Stefano Pellegrini

Personal information
- Date of birth: 6 July 1967 (age 57)
- Place of birth: Varese, Italy
- Height: 1.77 m (5 ft 10 in)
- Position(s): Defender

Senior career*
- Years: Team / Apps / (Gls)
- 1984–1987: Varese / 24 / (1)
- 1987–1988: Monza / 29 / (0)
- 1988–1989: Sampdoria / 13 / (1)
- 1989–1992: Roma / 45 / (1)
- 1992–1996: Udinese / 78 / (0)
- 1996–1997: Carpi / 15 / (0)
- 1997–1998: Modena / 19 / (0)
- 1998–1999: AC Bellinzona
- 1999–2000: Fasano / 8 / (0)

= Stefano Pellegrini (footballer, born 1967) =

Italian footballer

Stefano Pellegrini (born 6 July 1967) is an Italian former professional footballer who played as a defender.

==Career==
Pellegrini was born in Varese.
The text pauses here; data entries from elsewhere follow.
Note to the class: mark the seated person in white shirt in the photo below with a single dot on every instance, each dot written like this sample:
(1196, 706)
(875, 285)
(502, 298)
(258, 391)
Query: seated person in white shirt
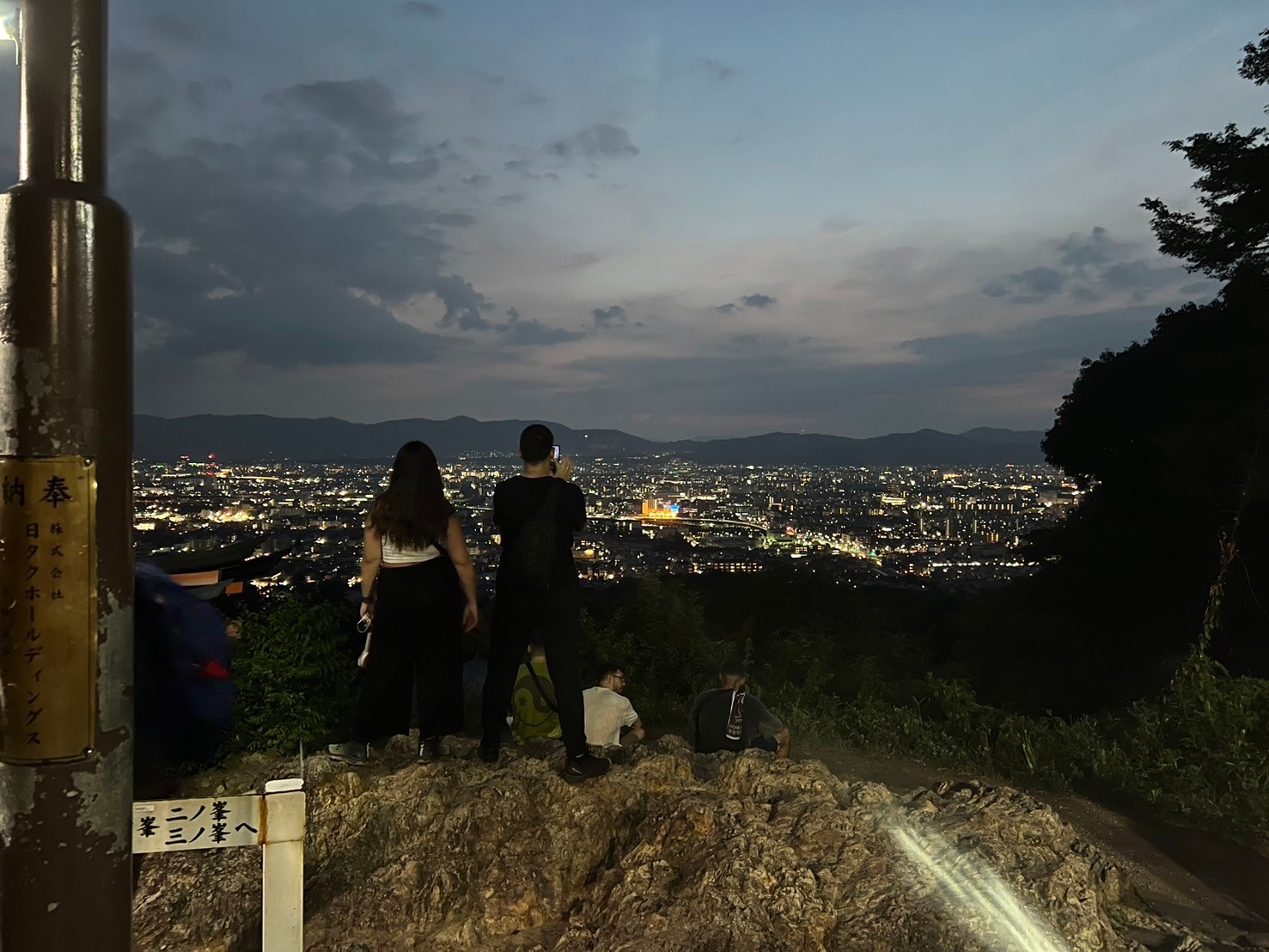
(611, 718)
He played for 8 seasons (121 games, 2 goals) in the Serie A for U.C. Sampdoria, A.S. Roma and Udinese Calcio.

==Personal life==
His older brothers Luca Pellegrini and Davide Pellegrini also played football professionally. To distinguish them, Luca was referred to as Pellegrini I, Davide as Pellegrini II and Stefano as Pellegrini III.